This decoupling is taking place as European Central Bank President Mario Draghi cuts interest rates and promises banks unlimited cash for three years to rein in soaring borrowing costs for governments… Strategists also anticipate more losses as the US economy improves while the euro zone shrinks, driving international investors away from the region’s assets.

So if the first two objectives were to help the struggling sovereigns, and enable the commercial banks to refinance their debt, then to some extent these objectives have been met. But what about the third objective, moving credit on the periphery to get the real economy moving again? Well, here the ECB’s measures are likely to have far less effect, and indeed what effect they do have may be in some way a mixed blessing, since the banks seem far more worried about demonstrating they have an adequate level of core capital than they are about participating in solutions to real economy problems.



Credit Crunch Is NOT Uniform

To understand why this simply increasing aggregate liquidity doesn’t necessarily help individual countries, it is important to realise that credit conditions in the Euro Area member countries are not uniform (a much more detailed exposition of this point can be found in this earlier post). In countries like Germany, Finland and the Netherlands, credit is more or less freely available, even if demand for it is limited – German corporates are awash with cash, and it has been a long, long time since German households were digging their way into debt.

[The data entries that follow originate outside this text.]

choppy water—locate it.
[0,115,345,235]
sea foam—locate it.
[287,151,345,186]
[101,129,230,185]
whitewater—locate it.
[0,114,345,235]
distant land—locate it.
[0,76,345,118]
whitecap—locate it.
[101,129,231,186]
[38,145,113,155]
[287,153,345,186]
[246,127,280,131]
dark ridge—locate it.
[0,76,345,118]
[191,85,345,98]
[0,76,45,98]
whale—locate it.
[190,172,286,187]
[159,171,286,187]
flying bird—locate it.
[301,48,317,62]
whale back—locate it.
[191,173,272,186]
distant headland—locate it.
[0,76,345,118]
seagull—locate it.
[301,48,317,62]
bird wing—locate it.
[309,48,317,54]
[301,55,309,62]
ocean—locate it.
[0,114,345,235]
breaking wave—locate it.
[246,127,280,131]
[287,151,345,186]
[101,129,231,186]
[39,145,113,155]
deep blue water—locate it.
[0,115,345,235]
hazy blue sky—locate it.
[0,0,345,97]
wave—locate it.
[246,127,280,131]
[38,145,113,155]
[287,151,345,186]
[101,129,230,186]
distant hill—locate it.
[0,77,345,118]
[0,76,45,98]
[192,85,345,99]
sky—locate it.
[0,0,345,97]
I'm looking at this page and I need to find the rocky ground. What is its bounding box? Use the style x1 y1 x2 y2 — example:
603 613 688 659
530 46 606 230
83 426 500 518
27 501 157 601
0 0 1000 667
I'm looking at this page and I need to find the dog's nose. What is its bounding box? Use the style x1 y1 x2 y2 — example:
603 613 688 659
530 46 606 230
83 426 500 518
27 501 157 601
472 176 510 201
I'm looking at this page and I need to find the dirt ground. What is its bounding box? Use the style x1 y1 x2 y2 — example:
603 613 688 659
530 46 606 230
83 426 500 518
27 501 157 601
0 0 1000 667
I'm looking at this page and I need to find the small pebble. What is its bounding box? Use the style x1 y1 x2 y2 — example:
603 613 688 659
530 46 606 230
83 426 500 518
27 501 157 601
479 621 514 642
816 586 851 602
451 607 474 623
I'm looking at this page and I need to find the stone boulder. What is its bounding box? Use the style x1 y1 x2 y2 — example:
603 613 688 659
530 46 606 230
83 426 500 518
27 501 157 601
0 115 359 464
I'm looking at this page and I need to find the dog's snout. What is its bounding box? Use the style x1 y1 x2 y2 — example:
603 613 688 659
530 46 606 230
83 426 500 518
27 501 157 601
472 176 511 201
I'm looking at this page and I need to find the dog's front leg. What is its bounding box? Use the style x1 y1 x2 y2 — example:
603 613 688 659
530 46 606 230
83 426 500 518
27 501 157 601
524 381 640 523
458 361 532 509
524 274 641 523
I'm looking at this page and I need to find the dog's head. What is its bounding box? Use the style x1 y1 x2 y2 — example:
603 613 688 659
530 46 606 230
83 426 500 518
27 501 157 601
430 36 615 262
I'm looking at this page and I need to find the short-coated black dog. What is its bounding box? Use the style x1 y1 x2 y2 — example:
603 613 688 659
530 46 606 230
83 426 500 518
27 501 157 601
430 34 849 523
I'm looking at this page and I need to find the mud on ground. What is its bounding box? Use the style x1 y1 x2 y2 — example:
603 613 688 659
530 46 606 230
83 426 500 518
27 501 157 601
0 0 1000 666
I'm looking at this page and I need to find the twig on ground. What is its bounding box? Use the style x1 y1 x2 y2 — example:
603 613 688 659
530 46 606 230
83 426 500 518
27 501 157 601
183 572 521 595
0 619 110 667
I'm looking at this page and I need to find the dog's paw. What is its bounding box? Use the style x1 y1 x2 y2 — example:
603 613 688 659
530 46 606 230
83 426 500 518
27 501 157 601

In France and Italy, banks are drawing in their horns, but credit is a long way from being frozen.

Although in France, the rate of new loan generation in the private sector has been sliding since mid summer, especially if you look at the thin black line in the chart below (Bank of France), which shows the rate of change on a three monthly rather than an annual basis.

A similar position can be seen in the case of home mortgages.

Now in the French case, given that the private sector is not heavily overindebted, unemployment is not excessively high, and a demand for credit from solvent clients exists, it is quite possible that the ECB measures can help stabilise the situation, and put a brake on the implosion.

On the periphery, however, where populations are heavily indebted either directly, or via their sovereigns, where the economy isn’t functioning properly, and unemployment is high and rising, the problem isn’t only the unavailability of credit, but also the shortage of solvent clients who actually want to leverage themselves.

Day Of The Living Dead?

For increased liquidity to mean that credit becomes expansionary for the real economy again, it is the banks themselves who need to deleverage (and not simply write down their liability side), by disposing of the large volume of continually restructured but basically non-performing credit they have on their books. Behind the credit crunch in these countries lies a problem of massive economic structural distortion, produce by the lending and borrowing boom during the “good” years. What is needed is what Joseph Schumpeter referred to as a process of “creative destruction”, whereby some enterprises die so that others can be born, and naturally some loans are written off, despite the fact this has unpleasant effects on bank profitability and capital ratios. To really get credit moving again in some of these periphery economies, a large chunk of loans need to be written down, and support needs to be offered by the sovereign to enable this to occur.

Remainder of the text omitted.